Wie man einen Hausbau steuerlich absetzen kann
Eine Vielzahl von Mietern denkt über ein eigenes Haus bzw. eine eigene Wohnung nach. Wenn man bestimmte Dinge dabei beachtet, kann man sowohl die Anschaffungskosten als auch die jeweiligen Zinsen und Steuern absetzen.
Wenn ein Anleger eine Immobilie erwerben oder ein Haus bauen möchte, entstehen meist mehr Ausgaben als nur die Erwerbs- bzw. Baukosten. Diese umfassen die Finanzierung, bestimmte Maklergebühren, die jeweiligen Steuern und eventuelle Erschließungskosten für brachliegende Grundstücke. Die Maklergebühren gehören zu den Anschaffungskosten und können während der Nutzungsdauer anteilig abgeschrieben werden. Nun kommt es vor, dass der Makler auch im Hinblick auf die Finanzierung beratend tätig wird. Dann muss darauf geachtet werden, dass die ausgewiesene Maklergebühr von der Finanzberatung getrennt berechnet wird. Dies muss schriftlich im Maklerauftrag und im Kaufvertrag festgehalten werden. Kosten für die Finanzberatung können im Jahr der Anschaffung abgeschrieben werden.

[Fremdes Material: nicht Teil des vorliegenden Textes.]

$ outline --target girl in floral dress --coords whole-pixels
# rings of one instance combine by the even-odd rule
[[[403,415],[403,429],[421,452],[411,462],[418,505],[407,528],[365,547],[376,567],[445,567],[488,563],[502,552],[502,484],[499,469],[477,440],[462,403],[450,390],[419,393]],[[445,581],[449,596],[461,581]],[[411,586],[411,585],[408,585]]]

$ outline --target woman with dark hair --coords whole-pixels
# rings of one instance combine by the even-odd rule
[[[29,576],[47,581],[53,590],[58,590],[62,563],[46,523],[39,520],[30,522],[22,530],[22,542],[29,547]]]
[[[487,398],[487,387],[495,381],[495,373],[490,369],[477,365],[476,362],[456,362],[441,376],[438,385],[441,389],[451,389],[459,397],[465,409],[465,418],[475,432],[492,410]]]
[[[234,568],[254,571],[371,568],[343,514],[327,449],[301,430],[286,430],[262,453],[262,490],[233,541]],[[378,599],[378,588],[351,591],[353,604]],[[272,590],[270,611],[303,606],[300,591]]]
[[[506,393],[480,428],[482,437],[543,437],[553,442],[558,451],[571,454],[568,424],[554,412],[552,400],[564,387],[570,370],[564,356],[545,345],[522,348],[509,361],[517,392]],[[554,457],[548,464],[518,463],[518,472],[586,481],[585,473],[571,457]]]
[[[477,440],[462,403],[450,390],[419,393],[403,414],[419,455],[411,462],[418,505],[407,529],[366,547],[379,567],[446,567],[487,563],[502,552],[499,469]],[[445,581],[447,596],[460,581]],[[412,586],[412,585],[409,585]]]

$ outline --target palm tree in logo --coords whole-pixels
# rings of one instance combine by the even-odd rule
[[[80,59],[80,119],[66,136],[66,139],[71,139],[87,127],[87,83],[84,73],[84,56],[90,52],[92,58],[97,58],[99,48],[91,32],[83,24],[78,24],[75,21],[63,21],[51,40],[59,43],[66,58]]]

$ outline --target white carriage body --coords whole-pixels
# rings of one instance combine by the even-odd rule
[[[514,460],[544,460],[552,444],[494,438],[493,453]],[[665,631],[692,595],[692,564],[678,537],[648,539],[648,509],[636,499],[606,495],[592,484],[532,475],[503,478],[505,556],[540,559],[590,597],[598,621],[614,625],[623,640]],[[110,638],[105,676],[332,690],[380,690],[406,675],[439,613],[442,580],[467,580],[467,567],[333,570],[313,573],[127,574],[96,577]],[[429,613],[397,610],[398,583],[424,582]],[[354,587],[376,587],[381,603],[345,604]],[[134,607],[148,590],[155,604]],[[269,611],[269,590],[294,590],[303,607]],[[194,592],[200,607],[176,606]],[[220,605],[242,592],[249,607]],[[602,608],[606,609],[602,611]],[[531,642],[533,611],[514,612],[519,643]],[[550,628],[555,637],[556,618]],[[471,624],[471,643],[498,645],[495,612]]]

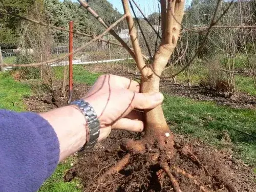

Beim Bau der eigenen Wohnimmobilie kann man einige Kosten durch die entsprechenden steuerlichen Vorteile ausgleichen. Da seit 2006 die staatliche Zulage für Wohneigentum wegfällt, gibt es nur noch wenige Möglichkeiten, die Baukosten steuerlich abzusetzen. Insbesondere wenn es sich um ein selbst bewohntes Gebäude handelt. Beinhaltet die Immobilie eine Wohnung, die vermietet werden kann, dann kann man dafür steuerliche Vergünstigungen geltend machen. Ist dies nicht der Fall, kann man nur noch haushaltsnahe Dienstleistungen und ein Arbeitszimmer absetzen. Zu den haushaltsnahen Dienstleistungen gehören u.a. Handwerkerkosten, allerdings insgesamt nur bis zu einer Höhe von 600 Euro jährlich. Gehört das Haus ausschließlich zum Privatvermögen des Steuerzahlers, dann kann er ein Arbeitszimmer absetzen, wenn er beweisen kann, dass er nur dieses zur Verfügung hat.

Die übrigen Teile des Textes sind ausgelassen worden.